Local media this week dutifully reported results of a poll showing Clay County voters oppose a sales tax to support a move there by the Kansas City Royals. But where did the poll come from?

Nobody seems to know.

“Bold Decision declined to say who paid for the survey, citing company policy, but verified its authenticity Monday,” news reports have said, referring to the pollster.

That may call the results into question for many, given that the financier of a public poll may have a particular point of view, a preferred result, or even a dog in the fight.

“Well, of course you can make a poll say anything to get results,” says former Northland KC Councilwoman Teresa Loar, who favors a stadium north of the river. “And my guess is this poll in particular would probably be skewed for a specific venue” – in other words, downtown Kansas City, in Jackson County.

The anonymity of a poll’s source isn’t disqualifying, says Patrick Ishmael, director of government accountability at Missouri’s Show-Me Institute free-market think tank. It’s the poll-starters’ right to remain secret, he says – though adding the lack of transparency damages a poll’s credibility.

Without transparency, it’s hard to tell what the truth actually is, he says.

“The truth is the truth even if the source is anonymous,” Ishmael tells The Heartlander in an email, “but greater transparency in all other aspects is required to come to that conclusion.

“An unknown speaker announcing a black box of data doesn’t cut it.”

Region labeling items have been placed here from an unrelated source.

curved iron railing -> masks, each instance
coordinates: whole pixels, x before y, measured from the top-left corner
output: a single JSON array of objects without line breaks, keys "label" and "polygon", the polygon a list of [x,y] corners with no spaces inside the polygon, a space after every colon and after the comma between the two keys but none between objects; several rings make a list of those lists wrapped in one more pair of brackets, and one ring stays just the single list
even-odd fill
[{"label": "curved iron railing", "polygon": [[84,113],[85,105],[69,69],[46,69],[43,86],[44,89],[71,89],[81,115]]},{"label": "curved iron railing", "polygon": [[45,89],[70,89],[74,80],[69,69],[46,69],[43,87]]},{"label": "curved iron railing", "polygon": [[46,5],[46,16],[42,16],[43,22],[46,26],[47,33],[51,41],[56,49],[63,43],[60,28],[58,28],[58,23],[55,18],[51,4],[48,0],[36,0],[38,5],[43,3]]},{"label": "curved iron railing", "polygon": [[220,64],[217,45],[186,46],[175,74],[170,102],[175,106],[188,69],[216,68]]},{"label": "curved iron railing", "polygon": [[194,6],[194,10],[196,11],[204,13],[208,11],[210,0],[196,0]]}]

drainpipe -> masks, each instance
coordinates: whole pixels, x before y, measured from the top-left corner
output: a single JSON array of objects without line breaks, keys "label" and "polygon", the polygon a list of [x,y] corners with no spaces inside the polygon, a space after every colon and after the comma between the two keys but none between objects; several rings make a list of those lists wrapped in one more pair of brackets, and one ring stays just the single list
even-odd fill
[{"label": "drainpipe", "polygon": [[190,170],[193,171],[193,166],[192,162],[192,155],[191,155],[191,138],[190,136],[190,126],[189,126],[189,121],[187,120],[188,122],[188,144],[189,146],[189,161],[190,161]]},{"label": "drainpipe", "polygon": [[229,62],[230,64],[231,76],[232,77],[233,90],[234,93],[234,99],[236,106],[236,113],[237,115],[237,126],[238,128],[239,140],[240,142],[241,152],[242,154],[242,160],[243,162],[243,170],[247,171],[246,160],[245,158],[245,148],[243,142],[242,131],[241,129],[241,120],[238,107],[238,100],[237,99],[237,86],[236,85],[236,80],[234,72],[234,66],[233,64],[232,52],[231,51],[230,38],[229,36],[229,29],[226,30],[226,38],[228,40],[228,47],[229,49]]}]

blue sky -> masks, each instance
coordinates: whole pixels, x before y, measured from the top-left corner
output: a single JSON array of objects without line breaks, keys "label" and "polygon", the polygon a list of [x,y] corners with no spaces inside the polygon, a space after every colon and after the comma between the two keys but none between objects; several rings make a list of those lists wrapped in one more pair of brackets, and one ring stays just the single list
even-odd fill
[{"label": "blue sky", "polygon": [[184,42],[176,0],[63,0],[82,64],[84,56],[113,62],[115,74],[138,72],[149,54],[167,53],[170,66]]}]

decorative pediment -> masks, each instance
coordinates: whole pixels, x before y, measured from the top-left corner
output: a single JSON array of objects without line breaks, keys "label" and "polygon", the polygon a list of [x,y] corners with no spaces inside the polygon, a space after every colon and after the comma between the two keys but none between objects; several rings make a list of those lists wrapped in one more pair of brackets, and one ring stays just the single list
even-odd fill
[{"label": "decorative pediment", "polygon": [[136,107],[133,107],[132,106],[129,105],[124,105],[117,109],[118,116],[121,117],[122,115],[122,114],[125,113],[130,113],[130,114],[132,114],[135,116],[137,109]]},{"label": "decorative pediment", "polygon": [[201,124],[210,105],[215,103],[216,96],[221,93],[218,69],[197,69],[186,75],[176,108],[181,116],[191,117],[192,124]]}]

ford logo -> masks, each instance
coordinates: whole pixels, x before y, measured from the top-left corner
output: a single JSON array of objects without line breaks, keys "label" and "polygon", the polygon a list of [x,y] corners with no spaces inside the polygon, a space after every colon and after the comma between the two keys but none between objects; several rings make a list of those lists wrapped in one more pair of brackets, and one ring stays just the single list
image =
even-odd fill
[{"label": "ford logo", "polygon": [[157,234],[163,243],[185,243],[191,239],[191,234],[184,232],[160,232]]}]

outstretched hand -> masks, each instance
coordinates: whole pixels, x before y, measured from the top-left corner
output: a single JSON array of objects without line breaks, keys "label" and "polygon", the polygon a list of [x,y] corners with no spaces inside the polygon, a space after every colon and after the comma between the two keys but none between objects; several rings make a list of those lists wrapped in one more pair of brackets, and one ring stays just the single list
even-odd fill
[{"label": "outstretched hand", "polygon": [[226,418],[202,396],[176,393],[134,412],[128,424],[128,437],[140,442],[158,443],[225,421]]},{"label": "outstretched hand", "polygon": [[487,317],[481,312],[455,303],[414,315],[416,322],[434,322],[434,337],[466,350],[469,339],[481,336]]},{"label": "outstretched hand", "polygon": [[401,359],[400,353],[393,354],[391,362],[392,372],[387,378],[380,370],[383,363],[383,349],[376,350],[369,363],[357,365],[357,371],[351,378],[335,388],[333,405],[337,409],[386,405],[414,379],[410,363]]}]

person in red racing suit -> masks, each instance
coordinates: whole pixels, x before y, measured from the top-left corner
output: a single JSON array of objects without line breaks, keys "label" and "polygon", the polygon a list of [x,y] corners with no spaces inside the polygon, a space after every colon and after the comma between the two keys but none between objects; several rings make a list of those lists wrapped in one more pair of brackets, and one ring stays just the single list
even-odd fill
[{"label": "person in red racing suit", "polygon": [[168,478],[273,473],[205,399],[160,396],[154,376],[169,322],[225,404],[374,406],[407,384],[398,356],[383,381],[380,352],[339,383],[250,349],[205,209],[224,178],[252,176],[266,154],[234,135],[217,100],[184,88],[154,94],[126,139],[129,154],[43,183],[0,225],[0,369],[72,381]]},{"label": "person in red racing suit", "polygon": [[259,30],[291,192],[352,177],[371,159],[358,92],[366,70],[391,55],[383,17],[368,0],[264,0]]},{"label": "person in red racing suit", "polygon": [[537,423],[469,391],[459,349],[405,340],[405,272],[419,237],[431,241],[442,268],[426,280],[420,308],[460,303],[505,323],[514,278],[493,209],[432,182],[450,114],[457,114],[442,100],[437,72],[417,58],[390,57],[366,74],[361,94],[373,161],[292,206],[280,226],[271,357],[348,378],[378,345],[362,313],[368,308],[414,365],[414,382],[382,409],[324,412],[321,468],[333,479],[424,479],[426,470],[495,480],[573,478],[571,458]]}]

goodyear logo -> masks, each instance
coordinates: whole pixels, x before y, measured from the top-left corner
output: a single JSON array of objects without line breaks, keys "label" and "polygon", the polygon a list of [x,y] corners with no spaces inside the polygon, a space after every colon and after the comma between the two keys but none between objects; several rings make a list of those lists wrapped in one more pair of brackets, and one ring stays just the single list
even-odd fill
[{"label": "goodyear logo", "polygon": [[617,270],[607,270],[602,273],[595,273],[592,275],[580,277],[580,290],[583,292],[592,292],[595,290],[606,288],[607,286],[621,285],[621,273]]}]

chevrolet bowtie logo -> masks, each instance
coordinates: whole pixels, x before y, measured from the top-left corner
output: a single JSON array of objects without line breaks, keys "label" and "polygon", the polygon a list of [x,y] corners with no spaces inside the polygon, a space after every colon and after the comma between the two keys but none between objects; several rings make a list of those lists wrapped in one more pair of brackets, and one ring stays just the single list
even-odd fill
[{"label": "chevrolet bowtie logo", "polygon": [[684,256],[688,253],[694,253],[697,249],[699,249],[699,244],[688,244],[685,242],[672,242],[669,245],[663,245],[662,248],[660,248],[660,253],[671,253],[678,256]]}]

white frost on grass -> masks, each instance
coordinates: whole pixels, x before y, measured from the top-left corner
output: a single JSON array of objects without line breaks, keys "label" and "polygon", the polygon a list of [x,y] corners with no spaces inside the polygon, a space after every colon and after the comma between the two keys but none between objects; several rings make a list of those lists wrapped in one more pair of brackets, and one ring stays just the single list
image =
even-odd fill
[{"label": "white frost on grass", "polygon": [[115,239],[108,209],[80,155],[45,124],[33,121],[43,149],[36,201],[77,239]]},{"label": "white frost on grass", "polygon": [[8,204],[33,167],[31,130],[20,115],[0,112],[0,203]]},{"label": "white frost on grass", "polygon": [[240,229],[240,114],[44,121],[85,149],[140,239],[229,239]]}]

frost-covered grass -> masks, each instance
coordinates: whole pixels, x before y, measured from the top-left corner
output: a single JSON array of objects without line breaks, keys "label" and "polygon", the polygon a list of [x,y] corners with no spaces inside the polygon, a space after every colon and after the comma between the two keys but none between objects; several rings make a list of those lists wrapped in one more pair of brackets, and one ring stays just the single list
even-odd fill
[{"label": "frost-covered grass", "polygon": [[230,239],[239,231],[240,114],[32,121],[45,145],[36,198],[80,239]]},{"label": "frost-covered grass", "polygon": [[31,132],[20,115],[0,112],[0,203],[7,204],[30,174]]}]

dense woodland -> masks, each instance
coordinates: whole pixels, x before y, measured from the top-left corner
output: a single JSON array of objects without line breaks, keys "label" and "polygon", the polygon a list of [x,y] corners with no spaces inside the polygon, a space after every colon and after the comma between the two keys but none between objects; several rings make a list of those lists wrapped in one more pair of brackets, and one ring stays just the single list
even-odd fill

The survey of 300 Clay County voters by Bold Decision, an East Coast polling firm, says almost half favor a ballpark and amenities in North Kansas City, while 60% oppose the other proposed site in Kansas City’s East Village, which is in Jackson County.

Yet the poll found 70% would oppose a new sales tax to support it.

Loar notes the question asked – “Would you support or oppose a new sales tax in Clay County to help fund construction of a new multibillion-dollar stadium and mixed-use development?” – is careful to say the tax would be in Clay County, but does not say where the stadium would be.

Some respondents, she says, may have envisioned a tax in Clay County for a stadium in Jackson County.

“I think if you did a poll saying we’re going to put (the stadium complex) in North Kansas City, I think the results would be entirely different,” she says.

“I think the stadium would be perfect for North Kansas City. I think there are a number of reasons. Number one, the financial piece probably works better in North Kansas City. The crime piece, specifically, works better in North Kansas City. I just think location-wise, as far as building entertainment around it, housing, etc., it works better in North Kansas City. 

“I think crime alone on the east side would be horrendous for the Royals and anybody else wanting to make any money.”

The Heartlander managed to track Bold Decision’s various iterations and clients to Jersey City, New Jersey, where the public was asked some years ago to vote on a proposed payroll tax. Perhaps coincidentally, current KC City Manager Brian Platt held that same position in Jersey City.

Platt did not respond to The Heartlander’s questions over any potential involvement with Bold Decision or the Clay County poll. After at least one other city spokesperson was apparently sent the questions internally, city manager press secretary Sherae Honeycutt wrote to The Heartlander, “The City of Kansas City does not engage in political activity. City Hall nor the City Manager had any involvement in the poll.”

A spokesperson for the Royals declined comment. But speaking to another outlet, team Executive Vice President Sarah Tourville questioned the poll’s reliability – citing its anonymity.

“We aren’t sure who commissioned that poll,” Tourville said. “What I can tell you is we’ve assembled a team of national and local experts with sophisticated polling experience. That polling data has been very constructive, and we can see a path to victory in both counties.”